Zhao collaborated on the research at KU’s Ultrafast Laser Lab with Judy Wu, University Distinguished Professor of Physics, and graduate students Brian Ruzicka, Lalani Werake, Guowei Xu. All are supported by Kansas NSF EPSCoR and their findings recently were published in Physical Review Letters, the most prestigious journal published by the American Physical Society.

The researchers discovered that by shining light from a high-powered laser onto a material that contains moving electrons, light of a different color is generated. They looked at thin crystals of gallium arsenide — a material commonly used in high-speed electronics and photonics. By applying a voltage across the crystal, they set electrons in motion with a specified speed. By illuminating the crystal with an infrared laser pulse, invisible to human eyes, they found that visible red light was produced — a signature of the second-harmonic generation process.
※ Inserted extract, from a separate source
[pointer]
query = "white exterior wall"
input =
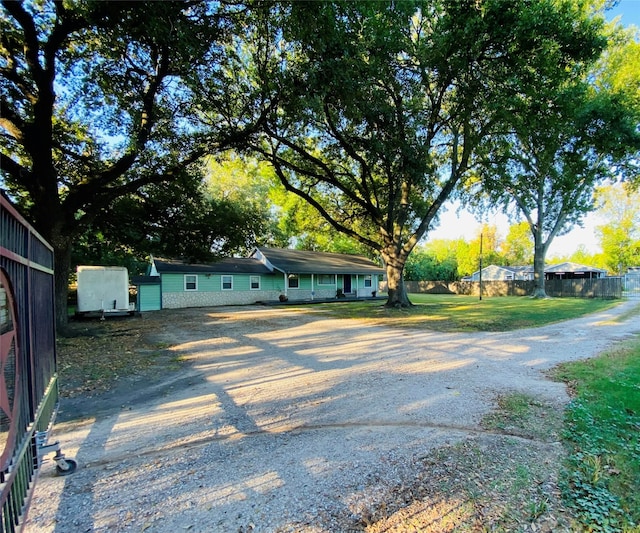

Additionally, they observed that the brightness of the red-light is dependent on the speed of electrons. When the electrons have no directional motion, no red light comes out.

“By detecting the red light, one can accurately determine the speed of electrons without making any contact with the sample and without disturbing the electrons,” Zhao said. “Before this study, it was generally known that an electric current has three effects: it can charge the system, change its temperature and produce a magnetic field. As a result, all experimental techniques of current detection were based on these effects. This newly discovered optical effect of currents opens up a new way of using lasers to study currents.”

This research was jointly funded by a five-year CAREER award from NSF and the NSF EPSCoR Kansas Center for Solar Energy Research.